ビジネス

2021.07.31

中国の旅行予約最大手Trip.comが狙う「広告ビジネス」の覇権


急速に変化する中国のEコマースに慣れ親しんだTrip.comの顧客は、新しいアイデアに対してオープンだ。さらに、Trip.comには3億人の登録ユーザーが居るが、そのうち3分の1は海外からのユーザーで、毎日約1000万人がサイトを利用している。Trip.comのコンテンツは1日あたり100万回クリックされていると、サンは話した。

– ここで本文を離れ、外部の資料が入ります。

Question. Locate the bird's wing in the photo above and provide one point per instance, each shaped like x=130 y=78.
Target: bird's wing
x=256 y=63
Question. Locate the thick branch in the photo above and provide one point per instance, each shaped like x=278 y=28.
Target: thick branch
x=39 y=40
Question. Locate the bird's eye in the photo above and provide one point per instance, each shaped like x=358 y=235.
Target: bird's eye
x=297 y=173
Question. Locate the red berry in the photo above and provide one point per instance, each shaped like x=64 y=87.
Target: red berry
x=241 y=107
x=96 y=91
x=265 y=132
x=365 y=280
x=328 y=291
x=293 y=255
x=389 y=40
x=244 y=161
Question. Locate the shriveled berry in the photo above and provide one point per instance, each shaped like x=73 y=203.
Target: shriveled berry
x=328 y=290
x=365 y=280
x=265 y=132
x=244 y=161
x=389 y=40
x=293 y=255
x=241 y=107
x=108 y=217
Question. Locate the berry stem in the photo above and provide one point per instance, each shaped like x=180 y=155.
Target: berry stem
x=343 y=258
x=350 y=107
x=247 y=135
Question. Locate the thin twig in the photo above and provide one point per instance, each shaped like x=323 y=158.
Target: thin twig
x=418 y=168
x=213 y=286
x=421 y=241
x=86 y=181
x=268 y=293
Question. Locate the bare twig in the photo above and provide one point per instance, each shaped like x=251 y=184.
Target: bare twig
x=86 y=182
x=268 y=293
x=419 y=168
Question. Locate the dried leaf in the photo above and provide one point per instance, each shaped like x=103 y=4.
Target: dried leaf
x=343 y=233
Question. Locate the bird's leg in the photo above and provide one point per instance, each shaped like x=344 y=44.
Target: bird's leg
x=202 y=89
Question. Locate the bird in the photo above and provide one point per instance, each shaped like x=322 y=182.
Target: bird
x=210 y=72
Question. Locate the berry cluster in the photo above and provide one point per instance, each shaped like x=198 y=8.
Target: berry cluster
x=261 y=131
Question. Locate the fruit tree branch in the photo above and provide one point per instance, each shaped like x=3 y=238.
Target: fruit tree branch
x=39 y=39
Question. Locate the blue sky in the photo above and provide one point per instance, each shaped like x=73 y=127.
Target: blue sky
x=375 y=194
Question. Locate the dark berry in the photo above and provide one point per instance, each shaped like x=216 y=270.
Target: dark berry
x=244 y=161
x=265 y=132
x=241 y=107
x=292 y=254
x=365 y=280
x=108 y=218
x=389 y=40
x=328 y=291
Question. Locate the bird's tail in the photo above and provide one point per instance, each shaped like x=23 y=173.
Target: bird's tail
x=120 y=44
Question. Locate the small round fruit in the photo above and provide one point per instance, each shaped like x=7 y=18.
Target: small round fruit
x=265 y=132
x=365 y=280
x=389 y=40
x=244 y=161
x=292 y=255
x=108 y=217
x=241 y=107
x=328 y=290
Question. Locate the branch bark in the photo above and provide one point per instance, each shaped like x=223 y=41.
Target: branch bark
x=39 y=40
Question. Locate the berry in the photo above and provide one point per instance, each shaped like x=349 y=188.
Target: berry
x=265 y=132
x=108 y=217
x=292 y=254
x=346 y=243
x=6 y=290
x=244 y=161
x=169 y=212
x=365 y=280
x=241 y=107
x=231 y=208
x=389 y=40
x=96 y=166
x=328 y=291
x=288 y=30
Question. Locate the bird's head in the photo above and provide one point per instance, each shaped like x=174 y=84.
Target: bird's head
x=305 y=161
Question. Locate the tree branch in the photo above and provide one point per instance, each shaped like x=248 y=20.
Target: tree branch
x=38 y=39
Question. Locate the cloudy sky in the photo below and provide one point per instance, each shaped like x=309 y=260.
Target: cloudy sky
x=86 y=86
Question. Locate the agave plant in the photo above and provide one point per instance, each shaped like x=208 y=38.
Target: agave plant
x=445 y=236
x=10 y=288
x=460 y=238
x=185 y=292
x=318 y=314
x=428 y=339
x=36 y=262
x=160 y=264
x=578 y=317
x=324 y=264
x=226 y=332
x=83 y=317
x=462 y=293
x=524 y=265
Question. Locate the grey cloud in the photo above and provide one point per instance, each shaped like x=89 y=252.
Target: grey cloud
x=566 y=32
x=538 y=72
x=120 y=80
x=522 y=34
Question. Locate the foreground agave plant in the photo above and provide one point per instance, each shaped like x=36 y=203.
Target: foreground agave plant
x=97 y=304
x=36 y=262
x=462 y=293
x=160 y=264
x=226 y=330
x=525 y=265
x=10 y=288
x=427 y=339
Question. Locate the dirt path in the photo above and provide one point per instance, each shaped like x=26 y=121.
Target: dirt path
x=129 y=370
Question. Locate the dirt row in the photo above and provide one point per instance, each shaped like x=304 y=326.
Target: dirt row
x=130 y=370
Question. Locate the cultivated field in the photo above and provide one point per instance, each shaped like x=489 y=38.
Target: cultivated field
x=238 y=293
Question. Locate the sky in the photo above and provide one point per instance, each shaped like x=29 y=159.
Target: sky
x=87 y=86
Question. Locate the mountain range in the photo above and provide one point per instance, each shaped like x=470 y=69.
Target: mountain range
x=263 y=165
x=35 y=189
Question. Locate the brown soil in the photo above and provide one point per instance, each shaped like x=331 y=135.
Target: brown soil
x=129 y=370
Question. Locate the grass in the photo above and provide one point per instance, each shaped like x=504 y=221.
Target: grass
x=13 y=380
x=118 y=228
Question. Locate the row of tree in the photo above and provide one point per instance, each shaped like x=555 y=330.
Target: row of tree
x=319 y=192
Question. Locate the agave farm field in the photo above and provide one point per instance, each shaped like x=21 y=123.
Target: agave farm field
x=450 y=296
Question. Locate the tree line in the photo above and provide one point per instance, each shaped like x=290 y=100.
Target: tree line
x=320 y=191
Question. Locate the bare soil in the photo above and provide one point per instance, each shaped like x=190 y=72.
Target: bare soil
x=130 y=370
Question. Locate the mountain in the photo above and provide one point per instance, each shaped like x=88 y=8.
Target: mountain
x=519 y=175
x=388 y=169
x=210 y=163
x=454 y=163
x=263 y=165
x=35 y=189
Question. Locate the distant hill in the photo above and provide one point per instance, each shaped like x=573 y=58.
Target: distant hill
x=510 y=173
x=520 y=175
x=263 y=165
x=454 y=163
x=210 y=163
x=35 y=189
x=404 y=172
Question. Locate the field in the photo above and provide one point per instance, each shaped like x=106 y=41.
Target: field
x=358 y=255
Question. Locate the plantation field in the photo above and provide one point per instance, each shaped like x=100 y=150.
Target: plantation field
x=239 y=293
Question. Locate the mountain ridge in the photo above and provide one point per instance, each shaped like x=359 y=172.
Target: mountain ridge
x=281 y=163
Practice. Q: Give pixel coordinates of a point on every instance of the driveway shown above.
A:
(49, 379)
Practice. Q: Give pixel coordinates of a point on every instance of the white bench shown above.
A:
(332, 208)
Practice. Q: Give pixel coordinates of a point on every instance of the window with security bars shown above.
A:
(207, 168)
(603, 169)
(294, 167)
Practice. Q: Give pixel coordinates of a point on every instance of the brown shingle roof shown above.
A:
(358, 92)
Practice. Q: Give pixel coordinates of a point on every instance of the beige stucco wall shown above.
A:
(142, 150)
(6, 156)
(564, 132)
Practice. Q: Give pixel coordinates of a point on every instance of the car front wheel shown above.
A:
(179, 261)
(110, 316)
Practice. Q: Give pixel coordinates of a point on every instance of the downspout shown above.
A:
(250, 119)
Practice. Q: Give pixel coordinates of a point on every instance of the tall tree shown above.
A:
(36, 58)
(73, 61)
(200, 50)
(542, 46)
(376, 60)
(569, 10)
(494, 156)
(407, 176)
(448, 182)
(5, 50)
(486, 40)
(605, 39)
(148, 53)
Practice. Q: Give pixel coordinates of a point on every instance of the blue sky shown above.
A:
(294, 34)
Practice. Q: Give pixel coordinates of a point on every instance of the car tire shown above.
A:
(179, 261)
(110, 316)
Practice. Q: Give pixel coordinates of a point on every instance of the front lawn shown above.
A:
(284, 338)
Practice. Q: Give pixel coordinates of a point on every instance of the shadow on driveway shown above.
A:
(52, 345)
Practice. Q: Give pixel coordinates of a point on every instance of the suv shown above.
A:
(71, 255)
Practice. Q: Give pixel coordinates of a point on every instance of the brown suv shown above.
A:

昨年のリャン会長のライブストリーミング番組「Boss Live」の再生回数は、1年間で2億回に達し、50億元以上の旅行予約につながったという。

Trip.comは広告の売上を開示していないが、広告や金融サービスを含む「その他」カテゴリの昨年の売上は、2億9600万ドルに達していた。同社は4月に「スターハブ」と呼ばれるマーケティングのハブを立ち上げ、インターコンチネンタルやマリオットを含む100のパートナー企業に、コンテンツを通じて顧客に訴求するツールを提供している。

サンによると、中国ではウイルスの抑え込みがうまくいったこともあって、このプロモーションは成功を収めているという。中国政府は先日、第2四半期のGDPが前年同期比で7.9%増加したと発表しており、Trip.comの夏の旅行予約状況も順調という。また、サン自身も5月初旬の長期休暇で中国西部の青海省を訪れた。

2002年にTrip.comに入社したサンは、2006年にCFOとなり、2016年にCEOに昇格した。同社には4人の共同創業者がおり、米国に上場する上海のホテルチェーンHuazhuの会長のJi Qiや、セコイア・キャピタル・チャイナを率いるニール・シェン、そして会長のリャンと副会長のFan Minが居る。さらに同社の11%を保有するバイドゥ創業者のロビン・リーも取締役を務めている。

サンは今後の投資対象として、パンデミックの影響に苦しむホテルチェーンを候補としているが、当面の間は海外のホテルに投資することは考えていないという。パンデミックによる不確実性に直面する中で、彼女は国内での様々な業務に忙殺されている。